But I love me some privacy and peace and quiet.


Oh, let's be friends! This is me! I would forego the party chat and board games my whole family LOVES in favor of great conversation about topics that are meaningful to me/us. (I play to sneak in some fun conversation, but never play to win; I am not "motivated by competition".









I also love peace and quiet and becoming a mother has challenged that aspect as there are so many clamoring voices so much of the time and I crave those quiet moments, I need to journal and write poetry and talk to myself on long walks.

I have been feeling more and more lonely, esp. as my family members grow up and I discover how different I am than most everyone and that my in-laws tolerate me but really don't "get" me. Even my closest (only) friend comments on how "serious" I tend to be. I am a thoughtful person who likes to think about things below the surface and dig "deep". I guess that turns most people off?

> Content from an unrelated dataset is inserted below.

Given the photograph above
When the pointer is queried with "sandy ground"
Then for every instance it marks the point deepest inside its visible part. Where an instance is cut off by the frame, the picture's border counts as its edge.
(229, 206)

I am really struggling with people at church, my main "social group" I face weekly. It seems like no matter what I do or say, ppl get the wrong idea about me entirely. I am letting go of the expectation they will understand me and that I will almost always be more patient/understanding with them than they are with me. Sometimes I wish I knew what I did that was "wrong", but then I look around and realize it's my genuine nature and not trying to compete that puts ppl ill at ease, b/c it brings into question their way of being. I work hard at being fair and even and kind, but I no longer go out of my way to please people, and I am glad to be free of that old burden, needing constant validation. I have a hard time understanding the "social rules"--or maybe, I understand them but disagree with them simultaneously and refuse to play by the status quo, which I disagree with and actually do not "vote" for by my behavior (you know, those "self-appointed alpha people")
Anyway, I am officially joining!


----------



## greenthumb3

Quote:


Originally Posted by *expecting-joy* 
Ah, so I'm a rare gem!







:

Did anyone else exhibit libran tendencies toward that personality test. There were only four or five clear cut answers for me.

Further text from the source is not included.